Todavía hoy se mantiene la tradición conocida como el Tributo de las Tres Vacas, el tratado en activo más antiguo del continente. Una ceremonia que reúne a los vecinos de los valles franceses de Baretous y los españoles de Roncal en la Piedra de San Martín. Ambas partes llegan ataviadas con sus trajes tradicionales. En un enclave situado entre los valles, el 13 de julio de cada año los franceses deben entregar tres vacas a los españoles. Se desconoce el origen de este ritual, pero anualmente la promesa que se realiza es la de seguir manteniendo la paz entre las localidades de ambos lados de la frontera.

Hay que citar de nuevo el trabajo Memoria de una frontera pirenaica para resumir cómo se ha sentido este espacio común: “que la frontera pirenaica fue históricamente una barrera impuesta a una población de ambos lados que estaba muy conectada e interrelacionada o que la cordillera pirenaica fue antes un lugar de encuentro que de separación, son hechos que ya los historiadores se han encargado de poner de relieve.
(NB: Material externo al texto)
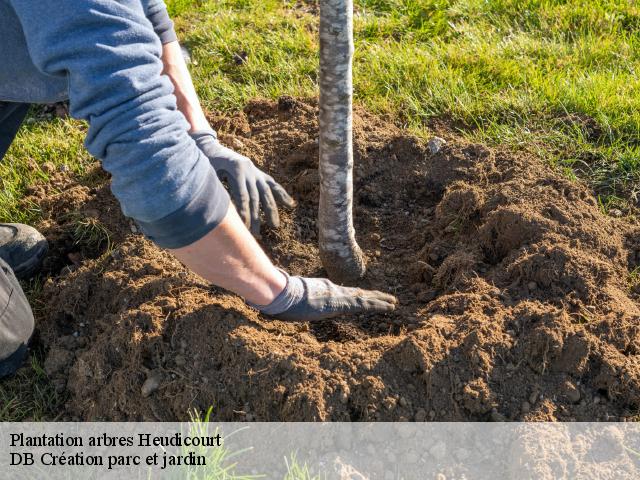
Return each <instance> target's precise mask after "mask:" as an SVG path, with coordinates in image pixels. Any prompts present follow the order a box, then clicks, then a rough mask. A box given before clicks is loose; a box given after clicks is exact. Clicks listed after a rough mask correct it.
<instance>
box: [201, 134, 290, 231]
mask: <svg viewBox="0 0 640 480" xmlns="http://www.w3.org/2000/svg"><path fill="white" fill-rule="evenodd" d="M191 137H192V138H193V139H194V140H195V142H196V144H197V145H198V147H199V148H200V150H201V151H202V152H203V153H204V154H205V155H206V156H207V158H208V159H209V162H211V166H213V168H214V169H215V171H216V173H217V174H218V177H220V179H223V180H226V181H227V183H228V184H229V189H230V190H231V197H232V198H233V200H234V202H235V204H236V207H237V208H238V211H239V213H240V217H241V218H242V220H243V221H244V223H245V225H246V226H247V227H249V228H250V230H251V233H253V234H254V235H259V234H260V205H262V209H263V210H264V213H265V217H266V218H267V223H268V224H269V225H270V226H271V227H274V228H277V227H279V226H280V215H279V214H278V205H277V203H276V202H278V203H281V204H283V205H285V206H287V207H289V208H291V207H293V206H294V205H295V201H294V200H293V198H291V197H290V196H289V194H288V193H287V192H286V191H285V189H284V188H282V186H281V185H280V184H278V183H277V182H276V181H275V180H274V179H273V177H271V176H269V175H267V174H266V173H264V172H263V171H261V170H260V169H259V168H258V167H256V166H255V165H254V164H253V162H252V161H251V160H249V159H248V158H247V157H245V156H243V155H240V154H239V153H236V152H234V151H233V150H231V149H229V148H227V147H225V146H224V145H222V144H221V143H220V142H219V141H218V136H217V135H216V132H214V131H213V130H206V131H198V132H193V133H192V134H191Z"/></svg>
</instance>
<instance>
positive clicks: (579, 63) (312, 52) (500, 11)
mask: <svg viewBox="0 0 640 480" xmlns="http://www.w3.org/2000/svg"><path fill="white" fill-rule="evenodd" d="M298 3H300V2H293V1H280V0H278V1H276V0H263V1H249V0H221V1H213V2H205V3H204V4H203V5H202V6H201V7H200V8H199V10H198V11H197V12H194V13H190V14H189V15H188V20H187V21H184V22H180V23H179V25H180V26H181V28H182V38H183V39H185V40H186V42H187V43H188V44H190V45H191V46H192V47H193V48H194V51H195V58H196V59H197V61H198V65H197V66H195V67H194V69H193V70H194V74H195V78H196V83H197V86H198V89H199V92H200V94H201V96H202V97H203V99H204V103H205V104H206V105H207V106H208V107H209V108H214V109H227V110H233V109H238V108H241V107H242V105H244V104H245V103H246V101H247V100H248V99H250V98H252V97H256V96H266V97H277V96H279V95H282V94H288V95H295V96H308V95H315V94H317V51H318V42H317V31H316V27H317V17H316V16H315V15H314V14H313V13H311V12H308V11H304V10H302V9H300V8H299V6H298V7H296V5H298ZM638 26H640V8H639V7H638V6H636V2H633V1H622V0H618V1H613V0H611V1H587V0H574V1H549V0H547V1H542V0H538V1H534V0H525V1H523V0H494V1H485V0H459V1H453V0H359V1H358V0H356V61H355V95H356V100H357V101H358V102H359V103H361V104H363V105H365V106H367V107H368V108H369V109H371V110H373V111H376V112H381V113H390V114H392V115H395V117H396V118H397V120H398V122H399V123H401V124H403V125H406V126H407V127H408V128H410V129H411V130H412V131H413V132H414V133H418V134H419V135H429V129H428V125H429V124H430V121H431V120H432V119H434V118H439V119H443V118H444V119H450V120H451V121H452V124H454V123H455V125H458V126H459V128H460V129H461V130H462V131H463V133H464V134H465V135H467V136H469V137H471V138H472V139H474V140H477V141H481V142H484V143H489V144H502V145H508V146H509V147H511V148H514V149H526V150H529V151H533V152H535V153H537V154H539V155H541V156H544V157H546V158H547V159H548V160H549V162H551V163H553V164H556V165H558V166H559V167H561V168H564V169H566V170H567V171H568V172H572V171H573V172H576V173H578V174H580V175H581V176H582V177H584V178H587V179H588V180H589V181H590V182H591V183H592V185H593V187H594V188H595V189H596V190H597V191H598V193H600V194H603V195H611V194H618V195H621V196H625V197H626V198H628V199H631V200H634V201H635V199H636V198H635V197H636V195H637V193H638V184H639V180H640V175H639V173H638V172H640V165H639V162H640V147H639V140H640V129H639V126H640V113H638V112H640V83H639V81H638V78H637V70H638V67H640V54H639V53H638V52H639V51H640V50H639V49H638V46H639V45H640V28H638ZM241 52H242V53H245V54H246V55H247V61H246V62H245V63H244V64H242V65H237V64H236V62H235V61H234V55H235V54H237V53H241Z"/></svg>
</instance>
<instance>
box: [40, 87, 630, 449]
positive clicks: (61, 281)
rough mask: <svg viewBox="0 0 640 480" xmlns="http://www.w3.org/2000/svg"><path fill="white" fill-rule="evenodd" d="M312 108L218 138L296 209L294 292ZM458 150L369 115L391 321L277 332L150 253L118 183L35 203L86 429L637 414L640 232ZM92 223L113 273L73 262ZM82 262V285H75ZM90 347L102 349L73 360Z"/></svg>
mask: <svg viewBox="0 0 640 480" xmlns="http://www.w3.org/2000/svg"><path fill="white" fill-rule="evenodd" d="M281 103H282V102H281ZM293 105H294V107H295V108H286V109H285V108H281V107H279V105H278V103H274V102H268V101H255V102H252V103H250V104H249V105H248V106H247V108H246V109H245V111H244V112H241V113H239V114H237V115H235V116H233V117H224V116H220V117H215V118H213V119H212V120H213V122H214V124H215V126H216V127H217V128H218V130H220V133H221V138H222V141H223V142H227V143H229V144H232V143H231V139H233V138H237V140H238V142H236V143H235V144H236V145H238V146H239V148H241V153H243V154H246V155H248V156H250V157H252V158H253V159H255V161H256V163H257V164H258V165H259V166H261V167H262V168H264V169H265V170H266V171H268V172H269V173H270V174H272V175H273V176H274V177H275V178H276V179H278V180H279V181H282V183H283V184H284V186H285V187H286V188H287V189H288V190H290V191H291V192H292V193H293V195H294V196H295V197H296V200H297V201H298V206H297V207H296V209H295V210H293V211H292V212H287V211H283V212H282V227H281V228H280V229H278V230H270V229H265V230H264V231H263V232H262V233H263V238H262V242H263V245H264V246H265V248H266V249H267V251H268V252H269V254H270V256H271V257H272V258H273V259H274V260H275V261H276V262H277V263H278V264H279V265H280V266H282V267H283V268H286V269H288V270H289V271H291V272H292V273H293V274H304V275H323V271H322V268H321V265H320V261H319V258H318V250H317V233H316V224H315V219H316V218H317V205H316V203H317V198H318V180H317V156H318V151H317V149H318V145H317V142H316V139H317V136H318V126H317V121H316V114H317V108H316V104H315V103H314V102H309V101H300V100H295V102H294V103H293ZM442 134H443V135H444V136H447V138H449V139H450V140H449V141H448V142H447V144H446V145H442V148H441V149H440V151H438V152H436V153H433V154H432V153H431V152H430V151H429V147H428V146H427V145H424V144H423V143H421V142H420V141H419V140H417V139H415V138H412V137H410V136H408V135H407V134H406V133H404V132H403V131H401V130H398V129H396V128H394V127H390V126H389V124H388V122H386V121H382V120H380V119H378V118H376V117H374V116H371V115H368V114H367V113H365V112H363V111H356V115H355V152H356V159H355V165H356V166H355V209H356V211H355V218H356V231H357V232H358V237H359V238H358V240H359V243H360V244H361V246H362V248H363V250H364V252H365V254H366V255H367V256H368V263H369V273H368V275H367V277H366V278H365V279H364V280H363V281H362V283H361V286H362V287H364V288H376V289H381V290H385V291H390V292H393V293H394V294H396V295H397V296H398V297H399V299H400V305H399V308H398V309H397V310H396V311H395V312H393V313H390V314H385V315H378V316H369V317H367V316H362V317H357V316H356V317H350V318H339V319H336V320H334V321H326V322H320V323H314V324H308V325H299V324H295V323H284V322H279V321H274V320H268V319H266V318H262V317H261V316H260V315H258V314H257V313H256V312H255V311H254V310H252V309H250V308H248V307H247V306H246V305H245V304H244V303H243V302H242V301H241V300H240V299H239V298H237V297H235V296H234V295H231V294H229V293H227V292H223V291H221V290H219V289H216V288H212V287H210V286H209V285H207V284H206V283H205V282H204V281H203V280H202V279H200V278H198V277H196V276H195V275H192V274H191V273H188V272H187V271H186V270H185V268H184V267H183V266H182V265H180V264H179V263H178V262H177V261H176V260H174V259H173V258H172V257H171V256H169V255H168V254H167V253H166V252H163V251H161V250H160V249H158V248H156V247H155V246H153V245H152V244H151V243H150V242H148V241H146V240H144V239H143V238H142V237H140V236H139V235H137V234H134V233H132V232H131V229H130V226H129V223H128V221H127V220H126V219H124V218H123V217H122V216H121V214H120V213H119V211H118V208H117V205H116V204H115V202H114V200H113V199H112V197H111V196H110V194H109V192H108V188H107V187H106V182H107V178H106V176H104V175H103V176H102V177H100V176H99V175H97V177H96V178H97V180H95V179H94V184H93V186H80V185H77V184H74V183H73V181H72V180H71V179H70V178H69V177H68V176H67V177H60V179H59V180H58V181H59V182H60V183H59V184H58V185H57V186H56V189H52V190H47V188H48V187H43V189H42V190H35V191H34V194H33V196H32V198H30V199H29V201H36V202H38V203H40V204H41V205H42V206H43V209H44V211H45V215H46V219H45V221H44V222H43V228H44V230H45V232H46V233H47V234H48V236H49V238H50V239H51V241H52V257H50V259H49V261H48V262H49V263H48V271H49V272H50V273H51V274H52V279H51V280H50V281H48V282H47V284H46V285H45V288H44V293H43V298H42V300H43V305H45V306H46V308H45V309H44V311H42V312H41V313H40V316H39V318H38V328H39V329H40V330H41V336H42V338H43V341H44V343H45V345H46V347H47V348H48V351H49V358H48V359H47V364H48V365H49V368H48V370H47V371H49V372H50V374H51V375H52V376H53V377H54V378H56V377H60V378H67V379H68V381H67V383H66V389H67V394H68V401H67V403H66V405H65V409H66V410H67V413H68V414H69V415H70V416H79V417H81V418H83V419H86V420H89V419H91V420H96V419H105V420H135V419H142V420H145V419H152V420H155V419H160V420H177V419H185V418H188V413H187V412H188V411H189V410H193V409H195V410H200V411H206V410H207V409H208V408H209V407H210V406H213V408H214V410H213V411H214V418H215V420H242V419H245V418H246V417H245V415H247V412H249V411H250V412H251V418H252V419H255V420H399V419H416V420H418V421H422V420H463V419H466V420H498V421H502V420H505V419H506V420H515V419H526V420H592V421H593V420H598V419H609V420H611V419H615V418H621V417H625V416H630V415H632V414H633V413H634V412H637V409H638V408H640V357H639V354H640V310H639V308H638V295H637V293H634V289H633V288H632V284H633V282H632V279H633V278H635V277H633V275H632V272H634V269H635V268H636V267H637V266H638V264H639V261H640V242H639V241H638V240H637V238H638V235H636V233H637V227H634V226H633V225H631V224H630V223H628V221H627V220H625V219H624V218H612V217H610V216H605V215H603V214H602V213H601V211H600V210H599V208H598V205H597V202H596V201H595V200H594V197H593V195H592V194H591V192H590V191H589V190H588V189H587V188H586V187H585V186H583V185H582V184H580V183H579V182H575V181H570V180H568V179H567V178H565V177H563V176H562V175H561V174H559V173H557V172H555V171H553V170H552V169H551V168H550V167H548V166H547V165H545V164H544V163H543V162H542V161H540V160H539V159H537V158H535V157H533V156H529V155H526V154H522V153H518V154H511V153H508V152H505V151H503V150H493V149H488V148H484V147H482V146H478V145H470V144H468V143H467V142H465V141H464V140H460V139H458V140H452V139H453V138H455V133H453V132H442ZM240 145H242V147H240ZM65 182H66V183H65ZM61 185H65V187H64V188H62V187H61ZM57 192H62V193H57ZM70 214H72V215H70ZM96 214H97V216H95V215H96ZM65 215H66V216H65ZM78 215H79V216H78ZM92 215H93V216H92ZM88 216H91V218H93V219H94V222H99V224H100V225H103V226H105V227H106V229H107V230H108V231H109V232H110V237H109V238H110V242H111V244H112V245H115V247H114V248H113V250H112V251H109V252H107V250H106V247H107V246H106V245H102V246H101V244H99V243H94V244H93V246H92V247H91V248H87V247H85V246H84V245H83V244H75V243H74V237H73V228H74V225H75V224H74V222H76V223H77V219H78V218H80V219H82V218H85V217H88ZM74 219H75V220H74ZM72 252H78V253H79V255H77V256H72V257H73V258H74V259H75V260H76V262H74V263H76V265H73V270H72V271H69V272H68V273H67V274H66V275H64V276H59V275H58V272H60V270H61V269H62V267H63V266H65V260H60V258H62V259H67V260H66V262H67V263H70V261H69V260H68V258H69V257H68V256H67V254H69V253H72ZM105 252H107V253H105ZM103 253H104V254H103ZM59 254H62V255H61V256H60V257H58V256H57V255H59ZM80 323H82V324H84V325H85V327H84V328H80V327H79V325H80ZM76 331H81V332H82V339H83V342H82V343H75V342H72V341H68V342H66V341H64V342H63V341H62V338H66V337H69V336H71V334H72V333H73V332H76ZM65 342H66V343H65ZM64 352H66V353H64ZM185 365H188V366H189V368H184V366H185ZM148 371H154V372H161V373H162V375H163V378H164V380H163V383H162V388H158V389H156V390H155V391H154V392H153V394H152V395H151V394H150V395H145V393H146V391H147V390H145V391H142V389H141V386H142V385H143V384H144V383H145V382H146V381H147V374H146V372H148ZM567 385H572V386H573V387H575V388H574V389H570V388H568V387H567ZM578 385H579V388H578V387H577V386H578ZM427 412H428V413H427ZM432 450H433V452H432V454H433V455H434V456H436V457H438V456H442V455H446V452H443V451H441V450H442V449H441V448H440V447H439V446H438V445H437V444H436V445H435V446H434V447H433V448H432Z"/></svg>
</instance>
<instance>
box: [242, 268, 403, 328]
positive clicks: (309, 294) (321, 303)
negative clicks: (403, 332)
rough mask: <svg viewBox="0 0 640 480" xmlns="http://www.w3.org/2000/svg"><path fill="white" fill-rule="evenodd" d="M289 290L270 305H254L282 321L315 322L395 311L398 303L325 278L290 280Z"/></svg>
mask: <svg viewBox="0 0 640 480" xmlns="http://www.w3.org/2000/svg"><path fill="white" fill-rule="evenodd" d="M283 273H284V275H285V276H286V277H287V286H286V287H285V289H284V290H283V292H282V293H281V294H280V295H278V297H277V298H276V299H275V300H274V301H273V302H272V303H271V304H269V305H266V306H260V305H252V306H253V307H255V308H257V309H258V310H260V311H261V312H262V313H264V314H265V315H269V316H271V317H274V318H277V319H279V320H291V321H315V320H324V319H327V318H332V317H337V316H340V315H350V314H356V313H382V312H390V311H392V310H395V308H396V304H397V303H398V300H397V299H396V297H394V296H393V295H389V294H388V293H383V292H378V291H372V290H362V289H360V288H351V287H341V286H339V285H336V284H335V283H333V282H331V281H330V280H327V279H326V278H304V277H291V276H289V275H288V274H287V273H286V272H284V271H283Z"/></svg>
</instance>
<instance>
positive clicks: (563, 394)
mask: <svg viewBox="0 0 640 480" xmlns="http://www.w3.org/2000/svg"><path fill="white" fill-rule="evenodd" d="M562 394H563V395H564V396H565V397H567V400H569V401H570V402H571V403H578V402H579V401H580V390H579V389H578V388H577V387H576V386H575V385H574V384H573V383H572V382H570V381H569V380H567V381H566V382H565V383H564V385H562Z"/></svg>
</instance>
Fueron los intereses de los Estados los que crearon barreras que resultaban incomprensibles para el montañés pirenaico y a pesar de sus intentos por incorporar a las poblaciones de la cordillera a sus guerras y disputas, éstas siguieron comerciando -a veces mediante el contrabando- pastando sus rebaños, trabajando o emigrando y casándose entre sí”.

Con sus diferencias, sus particularidades, sus conflictos vecinales y una sana intención de entenderse, parece que esta frontera no es más que otra línea invisible. Quizá no signifique demasiado para quien la habita. Existe aquí un espacio común. Aunque no por ello hay que dejar de meterse con los franceses, claro.